How to measure the performance of a quantum computer
IBM has introduced a new framework to evaluate quantum computing performance. As the industry moves toward more complex systems, the ability to measure progress accurately across different hardware designs becomes critical. IBM proposes focusing on three specific dimensions: scale, quality, and speed.
Scale is defined by programmable qubits, which represent the actual quantum bits users can control within an algorithm. This distinguishes usable resources from other physical components on a chip that support the hardware but do not perform direct calculations. By tracking this number, developers gain a clear view of the computational capacity available for their applications.
Quality is quantified by qubit operations. Currently, this focuses on two-qubit operations, which are the most challenging tasks a processor can reliably execute. Higher counts indicate that a system can run more complex circuits before errors impact the result. This metric serves as a practical gauge for the computational frontier of modern hardware.
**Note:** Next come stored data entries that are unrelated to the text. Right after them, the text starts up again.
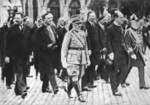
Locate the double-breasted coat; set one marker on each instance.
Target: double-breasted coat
(45, 54)
(94, 42)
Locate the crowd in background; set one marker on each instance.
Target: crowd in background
(81, 50)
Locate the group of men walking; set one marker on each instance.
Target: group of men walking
(83, 50)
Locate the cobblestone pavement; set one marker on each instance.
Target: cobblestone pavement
(101, 95)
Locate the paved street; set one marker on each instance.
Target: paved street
(101, 95)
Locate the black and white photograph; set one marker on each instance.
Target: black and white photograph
(74, 52)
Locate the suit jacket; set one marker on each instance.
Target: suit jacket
(115, 44)
(132, 47)
(3, 31)
(17, 42)
(94, 42)
(45, 54)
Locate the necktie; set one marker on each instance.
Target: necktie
(51, 34)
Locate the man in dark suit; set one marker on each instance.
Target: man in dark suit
(7, 69)
(16, 52)
(94, 44)
(117, 53)
(46, 43)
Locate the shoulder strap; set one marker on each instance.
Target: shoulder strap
(78, 39)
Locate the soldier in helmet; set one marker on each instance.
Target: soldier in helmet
(74, 56)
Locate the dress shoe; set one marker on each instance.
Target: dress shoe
(9, 87)
(124, 85)
(117, 94)
(27, 87)
(56, 90)
(92, 86)
(46, 90)
(81, 98)
(23, 95)
(86, 89)
(145, 87)
(127, 84)
(30, 76)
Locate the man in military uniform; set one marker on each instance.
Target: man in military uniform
(74, 56)
(45, 43)
(134, 45)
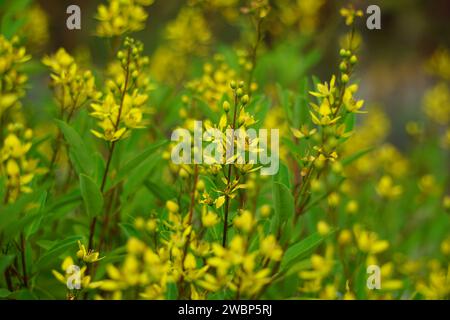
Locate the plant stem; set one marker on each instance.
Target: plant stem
(24, 265)
(227, 196)
(112, 147)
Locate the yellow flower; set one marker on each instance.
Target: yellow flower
(270, 249)
(88, 256)
(350, 14)
(323, 228)
(368, 242)
(265, 211)
(387, 189)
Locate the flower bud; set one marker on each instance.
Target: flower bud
(245, 99)
(226, 106)
(345, 78)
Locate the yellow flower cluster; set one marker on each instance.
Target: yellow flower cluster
(120, 17)
(12, 86)
(123, 105)
(214, 83)
(178, 49)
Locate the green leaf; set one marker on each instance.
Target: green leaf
(58, 248)
(300, 250)
(35, 224)
(162, 192)
(350, 120)
(5, 261)
(78, 152)
(132, 164)
(129, 230)
(92, 196)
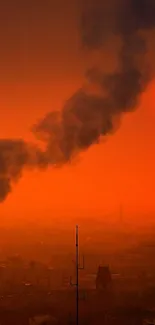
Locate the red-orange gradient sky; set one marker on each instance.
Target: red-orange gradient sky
(41, 65)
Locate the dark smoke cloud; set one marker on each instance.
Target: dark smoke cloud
(86, 116)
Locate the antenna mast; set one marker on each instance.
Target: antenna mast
(76, 284)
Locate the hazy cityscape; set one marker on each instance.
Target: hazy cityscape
(116, 282)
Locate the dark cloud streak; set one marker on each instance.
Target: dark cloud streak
(86, 116)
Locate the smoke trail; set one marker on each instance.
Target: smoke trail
(86, 117)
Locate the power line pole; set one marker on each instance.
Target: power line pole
(78, 267)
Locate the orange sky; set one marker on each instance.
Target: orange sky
(41, 65)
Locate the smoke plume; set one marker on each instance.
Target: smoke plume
(88, 116)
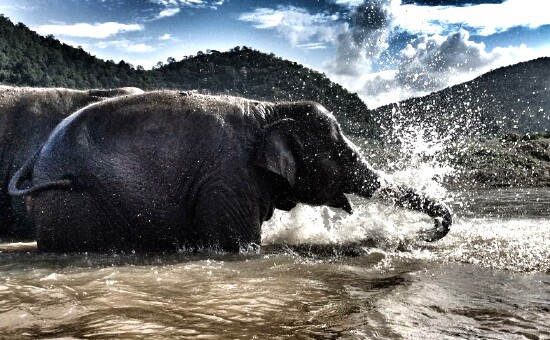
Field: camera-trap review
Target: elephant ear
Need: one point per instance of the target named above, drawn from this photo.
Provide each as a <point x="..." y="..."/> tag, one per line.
<point x="275" y="153"/>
Speed is measured by maximum circuits per second, often referred to as circuit throughput. This metric tracks how much useful work a system completes in a specific timeframe. High throughput reduces computational costs and allows users to run more tests efficiently. For instance, the upcoming Nighthawk r2 processor is expected to deliver significantly higher throughput than current fleets.
These metrics provide a consistent way to compare performance across various platforms, including superconducting circuits and trapped-ion systems. As the field advances toward fault-tolerant computing, the metrics will shift to reflect new priorities, such as logical qubits and T-gate counts. For now, however, these three indicators offer a transparent way to assess the utility and efficiency of existing quantum technology.